Surgen reflexiones sobre la situación que están viviendo: “La inteligencia artificial que traiciona a quienes somos y nuestra forma de vivir y pensar”. Si falla la tecnología, queda el mismo vacío que el de la pantalla del televisor
Las historias de Max, Diane y Matin, y la de sus amigos, Jim y Tessa, que se han ido alternando, acaban fundiéndose con la llegada de estos al piso; y en un momento determinado los papeles de cada uno se definen. Es como si, libres de las ataduras de la tecnología, se encontrasen a sí mismos y, sin importarles contradecirse, empezaran a divagar en alto sobre lo que ha ocurrido o sobre la vida, diciendo simplemente lo que se les viene a la cabeza, sin ninguna pretensión de que los demás les escuchen, sólo para tomar conciencia de que están vivos:
“y luego el aterrizaje forzoso, un ruido gigantesco, como de un cohete, y el impacto que pareció la voz del mismo Dios, perdonadme, y me di en la cabeza con la ventanilla, alguien gritó fuego, había un ala en llamas, y sentí que me entraba sangre en el ojo y estiré el brazo para cogerle la mano a Tessa, la tenía allí, estaba diciéndome algo, y al otro lado del pasillo alguien medio gritaba y medio se asfixiaba…” (Jim)
“Aquí y ahora, en estas horas cruciales, me he abierto paso a golpes y codazos hasta esta calle y este edificio y he encontrado la llave de mi casa y he abierto la puerta de entrada y no hace falta que me lo recuerde a mí mismo, no hace falta ni decirlo, los ascensores no funcionan, así que me he puesto a subir despacio las escaleras, observando cada peldaño mientras subía, piso tras piso…” (Max)
“Mirar fijamente al espacio. Perder la noción del tiempo. Irse a la cama. Levantarse de la cama. Meses y años y décadas de dar clase. Los alumnos tienen tendencia a escuchar. Todos con orígenes distintos. Caras oscuras, claras, intermedias. ¡Qué está pasando en las plazas públicas de Europa, esos sitios en los que he caminado y mirado y escuchado? Me siento muy ingenua (…) Alguien que quería inspirar a sus alumnos (…) La película del fin del mundo. Gente atrapada en una habitación” (Diane)

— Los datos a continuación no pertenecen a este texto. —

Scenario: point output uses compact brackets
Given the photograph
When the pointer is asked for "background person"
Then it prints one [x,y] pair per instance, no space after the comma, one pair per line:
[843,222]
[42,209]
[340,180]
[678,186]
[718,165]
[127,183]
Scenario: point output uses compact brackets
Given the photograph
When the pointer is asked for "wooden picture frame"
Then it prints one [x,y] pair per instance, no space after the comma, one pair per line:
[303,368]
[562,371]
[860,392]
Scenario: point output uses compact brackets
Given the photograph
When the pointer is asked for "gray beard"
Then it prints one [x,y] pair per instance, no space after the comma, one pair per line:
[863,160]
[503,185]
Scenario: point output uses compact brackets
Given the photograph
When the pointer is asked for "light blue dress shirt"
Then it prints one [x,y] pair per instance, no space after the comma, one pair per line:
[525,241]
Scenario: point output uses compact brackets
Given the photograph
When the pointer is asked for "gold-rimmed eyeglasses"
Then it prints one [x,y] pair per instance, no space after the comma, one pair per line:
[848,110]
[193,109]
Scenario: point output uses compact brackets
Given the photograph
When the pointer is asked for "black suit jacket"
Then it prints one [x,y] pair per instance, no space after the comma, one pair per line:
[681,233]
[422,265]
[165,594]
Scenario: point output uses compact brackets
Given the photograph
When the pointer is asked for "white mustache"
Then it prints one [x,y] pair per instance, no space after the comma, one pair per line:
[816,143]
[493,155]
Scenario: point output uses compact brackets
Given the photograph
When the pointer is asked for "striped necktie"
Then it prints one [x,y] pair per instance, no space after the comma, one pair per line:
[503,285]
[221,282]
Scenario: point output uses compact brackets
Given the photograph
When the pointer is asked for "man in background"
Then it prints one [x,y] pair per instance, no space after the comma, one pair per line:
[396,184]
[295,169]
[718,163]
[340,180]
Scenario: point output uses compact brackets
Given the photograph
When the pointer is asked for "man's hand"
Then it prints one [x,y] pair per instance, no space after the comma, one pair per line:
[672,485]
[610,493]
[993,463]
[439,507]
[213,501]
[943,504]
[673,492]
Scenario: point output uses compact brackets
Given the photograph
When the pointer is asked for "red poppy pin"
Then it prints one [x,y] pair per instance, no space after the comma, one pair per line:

“LLevo muchos años escribiendo en cuadernillos. Ideas, recuerdos, palabras, un cuaderno tras otro, ya hay muchísimos amontonados en los armarios, en los cajones y en todas partes, y a veces revisito cuadernos antiguos y me asombra leer lo que pensé en un momento dado que valía la pena escribir. Las palabras me devuelven a un tiempo muerto…” (Tessa)
“-Hora de terminar, ¿verdad? Pero no paro de ver el nombre. Einstein. La teoría de la relatividad de Einstein causando disturbios en las calles, ¿o acaso me lo estoy imaginando porque ya es tarde y no he dormido y apenas comido y la gente que hay aquí conmigo no está escuchando lo que digo?…” (Martin)
El silencio, que es lo que queda después del apagón tecnológico, es como el teatro del absurdo, donde los personajes apenas si se comunican y todo se presenta en un mundo vacío, aunque en esta novela no se deba a un gran conflicto bélico mundial; y lo mismo que en este tipo de teatro, Don DeLillo no nos ofrece respuestas, sino que deja a cada lector su propia interpretación.
Es difícil en poco más de cien páginas, mediante un lenguaje sencillo y preciso, dejar un poso tan profundo, hacernos reflexionar sobre un mundo dependiente de la tecnología, hasta el extremo de quedarnos vacíos, confundidos y sin capacidad de respuesta, si nos desaparece esta.
Al finalizar la novela, Martin, que estaba leyendo el manuscrito de Einstein sobre la relatividad, se refiere nuevamente a este científico, y a los lectores nos vuelve su pronóstico sobre el negro futuro de la humanidad con el que había comenzado: “No sé con qué armas se librará la Tercera Guerra Mundial, pero la Cuarta se librará con palos y piedras”.